Escrevo o esqueleto de um teste unitário. Adiciono uma asserção. No terminal, o teste falha. O código já está aberto. Adiciono um if. O compilador reclama. Tem um typo dentro da condição do if. Corrijo. Compilador está feliz. Testes passam. Subo o código no git. Pull request aberto no Github. Um colega revisa e aprova. Faço o merge. Código chega em produção. Aviso o suporte: funcionalidade tá em produção. Os clientes ficam sabendo e alguém do atendimento me manda uma citação: "Obrigado pelo extrato!!! Melhorou muito minha vida!".

Esse é um fluxo típico de um programador.

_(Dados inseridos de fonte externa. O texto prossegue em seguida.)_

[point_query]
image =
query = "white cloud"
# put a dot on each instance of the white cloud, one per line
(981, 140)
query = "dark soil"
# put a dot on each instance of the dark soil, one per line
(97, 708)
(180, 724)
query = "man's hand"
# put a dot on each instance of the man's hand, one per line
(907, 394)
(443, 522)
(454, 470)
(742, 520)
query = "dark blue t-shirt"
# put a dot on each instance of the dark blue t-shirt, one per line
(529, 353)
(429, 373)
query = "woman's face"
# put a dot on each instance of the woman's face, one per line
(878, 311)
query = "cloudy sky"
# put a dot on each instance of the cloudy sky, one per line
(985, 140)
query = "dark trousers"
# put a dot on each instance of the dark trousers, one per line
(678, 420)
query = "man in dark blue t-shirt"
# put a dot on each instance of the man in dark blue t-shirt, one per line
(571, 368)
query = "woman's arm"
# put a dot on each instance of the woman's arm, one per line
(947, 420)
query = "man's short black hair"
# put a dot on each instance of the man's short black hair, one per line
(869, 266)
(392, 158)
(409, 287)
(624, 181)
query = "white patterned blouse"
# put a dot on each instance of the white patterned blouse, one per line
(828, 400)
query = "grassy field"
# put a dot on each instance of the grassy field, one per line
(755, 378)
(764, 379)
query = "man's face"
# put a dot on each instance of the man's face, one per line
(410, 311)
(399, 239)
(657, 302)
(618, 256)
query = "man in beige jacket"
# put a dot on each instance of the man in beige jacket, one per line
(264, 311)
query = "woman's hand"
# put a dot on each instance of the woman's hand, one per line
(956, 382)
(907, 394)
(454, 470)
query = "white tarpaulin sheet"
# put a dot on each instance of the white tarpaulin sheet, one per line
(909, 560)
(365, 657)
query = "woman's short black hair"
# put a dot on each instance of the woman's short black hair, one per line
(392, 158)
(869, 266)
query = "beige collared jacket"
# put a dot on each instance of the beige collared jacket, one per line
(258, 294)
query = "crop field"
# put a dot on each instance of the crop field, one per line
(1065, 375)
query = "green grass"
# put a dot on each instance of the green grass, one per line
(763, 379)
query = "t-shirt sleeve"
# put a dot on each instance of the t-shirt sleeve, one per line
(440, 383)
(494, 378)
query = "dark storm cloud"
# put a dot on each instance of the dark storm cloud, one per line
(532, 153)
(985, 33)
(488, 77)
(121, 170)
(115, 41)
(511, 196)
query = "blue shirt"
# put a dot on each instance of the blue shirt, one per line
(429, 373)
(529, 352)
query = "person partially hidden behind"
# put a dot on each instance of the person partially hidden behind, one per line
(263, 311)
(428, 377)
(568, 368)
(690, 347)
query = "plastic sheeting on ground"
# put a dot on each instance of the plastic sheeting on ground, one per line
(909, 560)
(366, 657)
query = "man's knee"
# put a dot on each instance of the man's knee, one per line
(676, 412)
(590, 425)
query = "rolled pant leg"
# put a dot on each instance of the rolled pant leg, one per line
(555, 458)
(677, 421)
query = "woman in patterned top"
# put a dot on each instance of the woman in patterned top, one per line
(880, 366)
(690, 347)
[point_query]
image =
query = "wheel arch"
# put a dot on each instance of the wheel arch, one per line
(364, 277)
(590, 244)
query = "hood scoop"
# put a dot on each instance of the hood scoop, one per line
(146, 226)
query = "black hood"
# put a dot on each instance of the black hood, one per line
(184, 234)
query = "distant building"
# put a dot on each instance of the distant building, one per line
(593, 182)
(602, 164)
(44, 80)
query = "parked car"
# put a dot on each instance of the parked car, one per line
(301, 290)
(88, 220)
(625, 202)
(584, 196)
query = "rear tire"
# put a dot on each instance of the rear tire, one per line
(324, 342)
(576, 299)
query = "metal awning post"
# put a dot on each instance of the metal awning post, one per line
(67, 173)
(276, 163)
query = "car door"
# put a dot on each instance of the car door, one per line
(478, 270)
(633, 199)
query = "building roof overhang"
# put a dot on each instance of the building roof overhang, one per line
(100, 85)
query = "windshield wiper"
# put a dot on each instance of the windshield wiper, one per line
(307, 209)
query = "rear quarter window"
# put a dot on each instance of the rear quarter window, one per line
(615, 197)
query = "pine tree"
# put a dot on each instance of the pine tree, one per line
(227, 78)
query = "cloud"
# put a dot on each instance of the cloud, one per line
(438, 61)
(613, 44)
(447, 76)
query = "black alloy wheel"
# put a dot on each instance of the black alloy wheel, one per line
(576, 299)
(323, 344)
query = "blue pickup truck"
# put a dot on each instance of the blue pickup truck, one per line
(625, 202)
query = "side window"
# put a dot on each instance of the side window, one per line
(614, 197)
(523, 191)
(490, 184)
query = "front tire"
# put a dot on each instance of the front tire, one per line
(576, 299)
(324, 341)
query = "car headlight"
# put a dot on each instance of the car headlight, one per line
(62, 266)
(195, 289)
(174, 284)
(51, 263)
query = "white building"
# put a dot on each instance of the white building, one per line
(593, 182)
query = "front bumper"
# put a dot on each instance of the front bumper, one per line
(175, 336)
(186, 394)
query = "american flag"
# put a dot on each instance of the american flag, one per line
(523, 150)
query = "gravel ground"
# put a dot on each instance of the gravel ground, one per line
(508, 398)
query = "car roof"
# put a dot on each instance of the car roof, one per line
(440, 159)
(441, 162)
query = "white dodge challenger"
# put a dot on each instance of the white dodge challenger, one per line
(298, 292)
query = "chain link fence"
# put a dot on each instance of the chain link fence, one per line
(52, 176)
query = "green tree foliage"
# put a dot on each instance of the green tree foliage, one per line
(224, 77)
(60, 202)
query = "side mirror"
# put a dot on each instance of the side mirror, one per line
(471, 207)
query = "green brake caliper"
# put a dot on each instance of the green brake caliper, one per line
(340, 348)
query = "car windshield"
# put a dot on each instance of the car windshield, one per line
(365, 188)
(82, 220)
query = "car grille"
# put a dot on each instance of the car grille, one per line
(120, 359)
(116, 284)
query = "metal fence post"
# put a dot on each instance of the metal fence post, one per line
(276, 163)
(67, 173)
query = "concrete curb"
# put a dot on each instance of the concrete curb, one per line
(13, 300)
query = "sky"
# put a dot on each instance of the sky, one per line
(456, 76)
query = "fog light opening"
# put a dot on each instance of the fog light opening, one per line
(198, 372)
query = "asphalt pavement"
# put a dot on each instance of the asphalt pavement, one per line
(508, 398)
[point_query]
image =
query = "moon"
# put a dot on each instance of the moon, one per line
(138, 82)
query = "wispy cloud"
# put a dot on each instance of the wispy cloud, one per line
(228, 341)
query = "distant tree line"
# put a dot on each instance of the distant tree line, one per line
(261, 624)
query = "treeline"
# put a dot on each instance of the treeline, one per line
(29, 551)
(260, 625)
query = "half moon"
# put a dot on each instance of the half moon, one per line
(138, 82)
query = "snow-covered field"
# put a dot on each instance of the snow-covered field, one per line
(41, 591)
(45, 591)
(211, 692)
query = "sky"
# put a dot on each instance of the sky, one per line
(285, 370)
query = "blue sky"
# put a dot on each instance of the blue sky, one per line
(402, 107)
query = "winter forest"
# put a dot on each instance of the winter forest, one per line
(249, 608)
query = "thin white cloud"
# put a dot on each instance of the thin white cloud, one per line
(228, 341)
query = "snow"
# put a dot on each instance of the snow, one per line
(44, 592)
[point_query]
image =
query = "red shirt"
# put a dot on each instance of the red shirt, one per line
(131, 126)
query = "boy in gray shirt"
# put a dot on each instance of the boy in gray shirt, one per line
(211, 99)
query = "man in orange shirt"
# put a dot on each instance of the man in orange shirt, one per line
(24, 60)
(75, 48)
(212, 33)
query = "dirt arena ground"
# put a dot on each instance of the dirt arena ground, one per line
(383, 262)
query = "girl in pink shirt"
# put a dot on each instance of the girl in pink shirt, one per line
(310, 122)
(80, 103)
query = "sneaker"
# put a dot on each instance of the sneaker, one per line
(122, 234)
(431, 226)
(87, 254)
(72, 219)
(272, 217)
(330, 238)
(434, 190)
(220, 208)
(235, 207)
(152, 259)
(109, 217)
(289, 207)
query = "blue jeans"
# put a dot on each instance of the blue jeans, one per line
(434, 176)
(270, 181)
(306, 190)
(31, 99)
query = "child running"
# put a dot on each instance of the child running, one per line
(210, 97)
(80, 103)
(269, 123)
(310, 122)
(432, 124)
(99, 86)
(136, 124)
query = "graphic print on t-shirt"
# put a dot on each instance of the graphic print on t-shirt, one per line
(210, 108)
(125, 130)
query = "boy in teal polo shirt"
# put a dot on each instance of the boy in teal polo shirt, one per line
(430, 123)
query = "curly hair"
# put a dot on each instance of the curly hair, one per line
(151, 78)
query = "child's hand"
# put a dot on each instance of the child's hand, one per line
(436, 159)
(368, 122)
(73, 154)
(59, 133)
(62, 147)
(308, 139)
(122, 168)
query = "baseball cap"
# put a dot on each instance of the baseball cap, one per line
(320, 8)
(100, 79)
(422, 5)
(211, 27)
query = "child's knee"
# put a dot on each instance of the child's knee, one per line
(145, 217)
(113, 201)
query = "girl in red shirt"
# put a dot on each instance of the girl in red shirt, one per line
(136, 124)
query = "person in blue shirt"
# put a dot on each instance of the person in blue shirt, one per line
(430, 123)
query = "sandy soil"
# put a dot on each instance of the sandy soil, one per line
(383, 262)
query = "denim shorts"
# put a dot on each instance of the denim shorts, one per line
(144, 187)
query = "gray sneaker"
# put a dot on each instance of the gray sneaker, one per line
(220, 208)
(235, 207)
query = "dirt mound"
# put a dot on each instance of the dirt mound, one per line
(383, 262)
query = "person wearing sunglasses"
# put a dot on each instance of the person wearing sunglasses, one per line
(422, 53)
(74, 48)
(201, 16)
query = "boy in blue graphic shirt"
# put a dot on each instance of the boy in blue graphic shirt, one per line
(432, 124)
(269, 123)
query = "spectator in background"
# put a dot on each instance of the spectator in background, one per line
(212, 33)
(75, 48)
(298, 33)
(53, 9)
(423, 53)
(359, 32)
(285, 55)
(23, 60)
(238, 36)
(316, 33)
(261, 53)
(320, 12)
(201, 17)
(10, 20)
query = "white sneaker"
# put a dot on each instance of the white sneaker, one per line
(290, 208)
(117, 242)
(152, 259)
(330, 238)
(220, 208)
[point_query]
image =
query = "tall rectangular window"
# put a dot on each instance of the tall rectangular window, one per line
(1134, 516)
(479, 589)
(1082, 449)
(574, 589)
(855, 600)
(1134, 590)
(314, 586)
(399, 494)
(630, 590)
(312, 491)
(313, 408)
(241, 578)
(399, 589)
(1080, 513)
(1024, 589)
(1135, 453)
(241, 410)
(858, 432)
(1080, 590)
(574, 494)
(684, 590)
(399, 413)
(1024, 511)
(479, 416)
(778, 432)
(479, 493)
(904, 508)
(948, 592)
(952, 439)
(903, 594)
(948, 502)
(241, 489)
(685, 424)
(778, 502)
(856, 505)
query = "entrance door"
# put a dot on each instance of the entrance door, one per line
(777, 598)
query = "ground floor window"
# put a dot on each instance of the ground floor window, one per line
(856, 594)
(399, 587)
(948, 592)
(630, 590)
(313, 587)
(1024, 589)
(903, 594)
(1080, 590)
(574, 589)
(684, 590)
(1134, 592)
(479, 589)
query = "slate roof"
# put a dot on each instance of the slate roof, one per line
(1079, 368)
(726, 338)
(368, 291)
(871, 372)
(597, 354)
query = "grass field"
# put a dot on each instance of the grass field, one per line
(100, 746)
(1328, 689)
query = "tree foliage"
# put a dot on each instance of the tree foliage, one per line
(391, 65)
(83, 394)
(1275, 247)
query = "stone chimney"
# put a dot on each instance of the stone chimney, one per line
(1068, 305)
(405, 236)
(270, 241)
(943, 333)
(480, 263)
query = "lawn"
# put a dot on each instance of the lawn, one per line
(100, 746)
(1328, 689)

Só nessa descrição foram 7 momentos de feedback. 7 sinais me dizendo se eu estava no caminho certo ou no errado. 7 pausas pra eu respirar e decidir qual o próximo passo.

E, no fim, pra coroar, recebo um último sinal de que eu tinha acabado: um usuário feliz. Tinha dado tudo certo. A tarefa estava Done. Feita. Terminada. Passei de fase. Ganhei. Eu podia me deliciar com o disparo de dopamina no meu cérebro por ter shipado algo no mundo. Criei algo do zero com minhas mãos e recebi a recompensa: o troço estava funcionando e as pessoas gostaram.

Voltar atrás

Depois de ter terminado a tarefa de extrato, continuei o trabalho de gestor. Naquela época, outras dúvidas passaram a surgir no meu dia a dia: o que tô fazendo mesmo? O que eu fiz de bom hoje? O que eu fiz que ajudou o time? O que eu fiz com as minhas mãos?

Racionalmente, eu conseguia responder essas perguntas de formas completamente válidas e satisfatórias. Mas ainda assim, sentia um vazio, um mééh: Qual era exatamente o resultado de tudo que eu fazia?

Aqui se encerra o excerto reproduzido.